I encountered a slight issue, however. The dataset is organised into subfolders, with each artist and artwork in its own individual JSON file. MongoDB’s import command only works with single files. So I had to devise a way to recursively drill down through the folder structure downloaded from gitHub.

I achieved this by searching for a Windows shell command (would have been easier to find a Linux solution) that would recursively list the files in a folder. I then had to prepend the mongoimport command to import the documents into a collection in a new database. I did this to create an artworks collection and an artists collection.

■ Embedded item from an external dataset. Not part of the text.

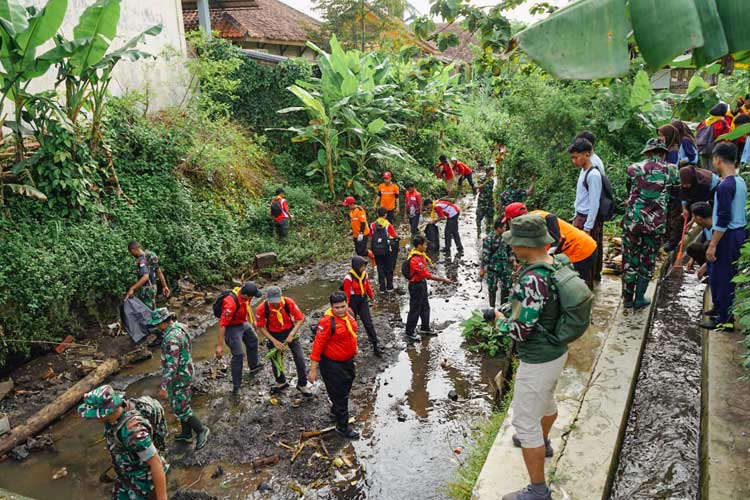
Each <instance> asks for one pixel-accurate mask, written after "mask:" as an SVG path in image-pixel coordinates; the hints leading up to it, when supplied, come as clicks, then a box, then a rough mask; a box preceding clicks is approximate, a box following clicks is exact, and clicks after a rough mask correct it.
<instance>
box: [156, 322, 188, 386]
mask: <svg viewBox="0 0 750 500" xmlns="http://www.w3.org/2000/svg"><path fill="white" fill-rule="evenodd" d="M191 340H192V339H191V337H190V335H189V334H188V333H187V330H186V329H185V327H184V326H182V325H181V324H179V323H177V322H174V323H172V324H171V325H170V327H169V328H167V330H166V331H165V332H164V338H163V339H162V343H161V368H162V384H161V386H162V388H163V389H167V388H174V387H187V386H188V385H190V383H191V382H192V380H193V358H192V356H191V355H190V344H191Z"/></svg>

If using Windows, you open the command prompt, change directories to go into the artworks folder and issue the following command (assumes MongoDB in installed in C:mongodb and that you want to use the database tate):

(for /r %i in (*) do @echo C:mongodbbinmongoimport --collection artworks --file %i --db tate --jsonArray) > out.txt

[Note: afterwards, you need to delete the listing of the out.txt file from out.txt]

Repeat for the artists collection, just changing the collection to artists and go into the artists folder in the collections downloaded from gitHub.

Easiest thing to do then is to copy and paste from the out.txt file and paste into the command prompt and see it add thousands of documents – difficult with the size of the artworks file. Otherwise develop it into a batch script. Linux is the better platform for that.

Is there an easier way to do this?

I’ll post again on the type of analysis I perform on the data.